AI 300 heatsink on 7x40u?

Some sources say its a rebrand, others insist its not. In either case, I trust Thermal Grizzly to deliver something decent. It performs well and at just 10€ I don’t really care about a few bucks.

Others will likely have the same trust questions and will find this thread, so its great if we review Honeywell “alternatives”.

1 Like

I can bump 41W using the original heat sink with PTM7950

So also in the ballpark of your numbers.

Now I am curious how much the new heatsink can do (or if it power capps at what temperature) at max fan and maybe also at min fan speed.

When I had to decide between getting the AI 370 and the 7840U it was essentially between the higher TDP (and hopefully less throttling) and the better GPU in the 7840. I decided for the latter and after replacing the stock paste with PTM7950 thermals were ok, but things got a little bit too toasty after I found out about ryzenadj, especially for the VRM.

Found this thread by chance shortly after and took the gamble on a 50€ heatsink with 12€ shipping, ouch.
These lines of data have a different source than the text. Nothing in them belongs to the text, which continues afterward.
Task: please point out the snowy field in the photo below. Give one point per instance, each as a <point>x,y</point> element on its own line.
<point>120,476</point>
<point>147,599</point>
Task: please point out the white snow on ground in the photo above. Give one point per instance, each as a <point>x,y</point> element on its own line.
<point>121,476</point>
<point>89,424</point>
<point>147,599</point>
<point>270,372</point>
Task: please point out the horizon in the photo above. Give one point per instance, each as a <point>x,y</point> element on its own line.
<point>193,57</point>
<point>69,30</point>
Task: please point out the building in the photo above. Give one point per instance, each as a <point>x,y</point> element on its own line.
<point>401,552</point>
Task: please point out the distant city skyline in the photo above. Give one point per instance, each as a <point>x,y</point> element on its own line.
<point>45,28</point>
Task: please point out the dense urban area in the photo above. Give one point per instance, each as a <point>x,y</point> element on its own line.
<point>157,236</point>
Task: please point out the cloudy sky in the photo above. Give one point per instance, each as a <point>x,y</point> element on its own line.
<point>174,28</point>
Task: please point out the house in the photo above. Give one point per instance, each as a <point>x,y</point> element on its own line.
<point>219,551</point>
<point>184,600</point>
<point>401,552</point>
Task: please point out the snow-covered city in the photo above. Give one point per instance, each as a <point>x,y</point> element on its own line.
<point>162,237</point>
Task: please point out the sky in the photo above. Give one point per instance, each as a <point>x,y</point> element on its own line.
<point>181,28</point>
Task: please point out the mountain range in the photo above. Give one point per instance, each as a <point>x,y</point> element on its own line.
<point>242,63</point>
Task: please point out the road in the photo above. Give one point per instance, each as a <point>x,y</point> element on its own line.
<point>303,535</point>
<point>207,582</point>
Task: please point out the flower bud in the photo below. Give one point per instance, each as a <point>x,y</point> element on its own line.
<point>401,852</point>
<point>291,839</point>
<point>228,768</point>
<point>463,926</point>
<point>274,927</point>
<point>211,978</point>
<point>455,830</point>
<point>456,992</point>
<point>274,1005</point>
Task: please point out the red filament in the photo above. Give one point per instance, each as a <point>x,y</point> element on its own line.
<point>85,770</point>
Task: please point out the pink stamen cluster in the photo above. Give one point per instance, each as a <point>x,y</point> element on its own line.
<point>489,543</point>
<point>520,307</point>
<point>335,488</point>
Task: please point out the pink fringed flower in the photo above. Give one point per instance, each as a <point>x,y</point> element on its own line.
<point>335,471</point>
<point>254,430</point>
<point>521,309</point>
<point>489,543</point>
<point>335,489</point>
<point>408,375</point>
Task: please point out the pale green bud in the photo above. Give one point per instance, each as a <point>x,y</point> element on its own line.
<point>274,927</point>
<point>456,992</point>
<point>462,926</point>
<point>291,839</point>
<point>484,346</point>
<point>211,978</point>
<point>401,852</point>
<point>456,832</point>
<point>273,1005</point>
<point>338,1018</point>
My “brother” @Benn was a little quicker with his test, but I figured it can’t hurt to have two independent ones, so I did mine a few days ago.


Test setup:

  • framework 13 7840U, 2x16GB RAM 5600MHz
  • angled on stand for better airflow, no external fan
  • Linux Mint 22.1, Cinnamon 6.4.8, kernel 6.14.0, bios 3.09
  • cpu testing: s-tui 1.1.6 + stress 1.0.7
  • gpu testing: amdgpu_top 0.10.5 + furmark 2.9.0.0
  • tweaking with ryzenadj 0.16.0 (last release is broken and non-sbu version)
  • default: sudo ryzenadj --slow-limit=30000 --apu-skin-temp=60
  • battery at 90%, power supply plugged in, set to performance
  • all tests at steady state (system warmed up at least 10min at high load)
  • all tests on temperature rise (pause preheat for 15s before starting test - this give more consistent results)
  • ambient temperature about 30°C. I did the tests after one another, there might be some ambient temp drift
  • after applying new PTM7950, the system was thermal cycled a few times to allow the material to spread

A few general observations first:

  • most tools require sudo for full information; s-tui needs latest kernal to show all sensors
  • focus on CPU testing, GPU testing incomplete
  • that said, I could not hit max clock rate on the GPU, even at 43W no CPU load
  • microstutters in 3D applications are related to X11, perfectly smooth on wayland
  • RAM gets to over 85°C when using GPU. I added thermal pads between the sticks and the bare board, now its about 65°C

Test 0: 7840U stock paste vs. PTM7950

Foolishly I did the first test in normal mode and only have a couple notes. In normal mode the peak power limit is 50W peak for 3s, 35W short term (30s) after which it quickly falls of to 28W sustained.

mode power all core temp
stock balanced 27.7W 3.2GHz 85°C
ptm7950 balanced 28W 3.37GHz 78°C
ptm7950 performance 30W 3.44GHz 80°C

So just switching out the stop paste for cheap aliexpress PTM7950 improves temps by 7°C at 28W! Crazy how better temps give you a 5% clock boost as well, just because the chip runs a little more efficient at lower temps. The fan sounded the same, but I did not have a fan rpm measurement at that time.


Thermals:

This nice thermal image was taken after running 30W sustained. You can clearly see that the two VRM chips next to the CPU are the hottest, the upper one running at 78.8°C surface temp. Its core temperature will be a bit higher, but its also rated at 125°C max, so no problem.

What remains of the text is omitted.